A consultation will now run until March 2014 to consider the findings of the SEA and how this affects shale gas production in the UK. Energy Minister Michael Fallon said:
“There could be large amounts of shale gas available in the UK, but we won’t know for sure the scale of this prize until further exploration takes place. Today marks the next step in unlocking the potential of shale gas in our energy mix.
“It is an exciting prospect, which could bring growth, jobs and energy security.
But we must develop shale responsibly, both for local communities and for the environment, with robust regulation in place.”
The ‘high activity scenario’ in the SEA assumes that a substantial amount of shale gas is produced during the 2020s, (4.32–8.64 trillion cubic feet), which is up to three times current gas demand in the UK.
Under this scenario, there would be beneficial impacts to the economy, jobs and communities. Employment in the oil and gas industry could be increased by 7%, with 16,000 – 32,000 full-time jobs created.
Local economies would benefit from receiving an initial contribution of £100,000 per hydraulically fractured site. They could then receive a further 1% of the revenue of each well over its lifetime. Almost £1 billion could be paid out across the UK under a ‘high activity’ scenario.
High levels of shale gas production could however have some potentially adverse impacts on the environment and communities, including an increase in traffic congestion, emissions and more pressure on water resources. The SEA notes that existing regulatory controls, including the planning system, should ensure that any adverse impacts are minimised.
Government will consider all responses to the SEA before any decision is made on further onshore licensing.

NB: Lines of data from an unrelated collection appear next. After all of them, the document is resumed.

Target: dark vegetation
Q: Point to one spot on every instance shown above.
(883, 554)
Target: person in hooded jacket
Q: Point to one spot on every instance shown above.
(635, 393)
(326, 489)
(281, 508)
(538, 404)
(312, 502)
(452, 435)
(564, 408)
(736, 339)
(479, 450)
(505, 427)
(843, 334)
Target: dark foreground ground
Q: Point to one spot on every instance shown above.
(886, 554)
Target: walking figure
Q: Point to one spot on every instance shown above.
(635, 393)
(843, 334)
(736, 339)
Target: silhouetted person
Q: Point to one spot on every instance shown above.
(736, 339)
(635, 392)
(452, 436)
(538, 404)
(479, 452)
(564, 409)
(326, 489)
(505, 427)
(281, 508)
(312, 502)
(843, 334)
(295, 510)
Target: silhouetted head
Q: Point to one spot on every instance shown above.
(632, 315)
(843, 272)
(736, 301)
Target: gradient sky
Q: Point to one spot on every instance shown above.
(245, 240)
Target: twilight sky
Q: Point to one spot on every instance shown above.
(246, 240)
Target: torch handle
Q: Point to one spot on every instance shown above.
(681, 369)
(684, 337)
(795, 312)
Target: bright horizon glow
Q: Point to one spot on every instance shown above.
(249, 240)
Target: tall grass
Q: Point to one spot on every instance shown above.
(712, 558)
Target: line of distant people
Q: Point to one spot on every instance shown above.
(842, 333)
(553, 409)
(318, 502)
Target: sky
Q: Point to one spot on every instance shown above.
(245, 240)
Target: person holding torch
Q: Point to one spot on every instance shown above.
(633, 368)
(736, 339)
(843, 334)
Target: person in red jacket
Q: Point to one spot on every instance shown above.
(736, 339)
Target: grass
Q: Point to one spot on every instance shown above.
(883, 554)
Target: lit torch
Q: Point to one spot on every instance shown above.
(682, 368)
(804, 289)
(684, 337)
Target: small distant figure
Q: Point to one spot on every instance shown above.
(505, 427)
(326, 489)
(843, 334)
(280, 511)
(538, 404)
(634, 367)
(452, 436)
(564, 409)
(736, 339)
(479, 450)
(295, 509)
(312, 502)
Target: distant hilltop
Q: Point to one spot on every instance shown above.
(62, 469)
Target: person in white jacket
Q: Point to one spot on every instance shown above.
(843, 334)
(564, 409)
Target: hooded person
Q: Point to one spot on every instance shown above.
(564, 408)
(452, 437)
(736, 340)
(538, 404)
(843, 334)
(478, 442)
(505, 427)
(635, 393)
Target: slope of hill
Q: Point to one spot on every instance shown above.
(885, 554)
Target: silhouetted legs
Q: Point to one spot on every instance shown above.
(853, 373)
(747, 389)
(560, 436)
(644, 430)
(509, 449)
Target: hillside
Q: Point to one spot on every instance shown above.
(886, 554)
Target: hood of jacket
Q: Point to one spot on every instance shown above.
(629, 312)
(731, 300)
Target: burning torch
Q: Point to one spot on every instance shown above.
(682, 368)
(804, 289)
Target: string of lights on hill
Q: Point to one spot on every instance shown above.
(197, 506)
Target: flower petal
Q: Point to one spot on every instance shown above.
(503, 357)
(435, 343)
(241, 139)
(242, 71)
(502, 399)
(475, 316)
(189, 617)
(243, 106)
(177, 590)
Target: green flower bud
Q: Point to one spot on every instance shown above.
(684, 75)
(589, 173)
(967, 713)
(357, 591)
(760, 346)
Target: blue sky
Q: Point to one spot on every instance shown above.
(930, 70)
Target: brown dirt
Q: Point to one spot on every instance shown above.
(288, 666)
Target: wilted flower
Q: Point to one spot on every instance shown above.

Ken Cronin, Chief Executive of UKOOG – the representative industry body for onshore oil and gas operators, both conventional and unconventional – said:
“We welcome the opportunity to consult on the Government’s future plans for shale gas and to detail how the UK’s potentially exciting resources of shale gas can be harnessed for the benefit of the country with the minimum of impact on the environment and local communities.
“The Strategic Environmental Assessment gives a broad range of scenarios which show how shale gas can have a positive impact for UK economy through increased employment and direct benefits for the local communities as well as pointing out how shale gas can bring down greenhouse gas emissions.”
Many of the issues raised in the SEA relating to water usage and wastewater are being addressed through the onshore oil and gas industry’s work with bodies such as Water UK (which includes Scottish Water).
Cronin added: “This is an extremely detailed report and we will study it before making our response as part of the Government’s consultation programme.”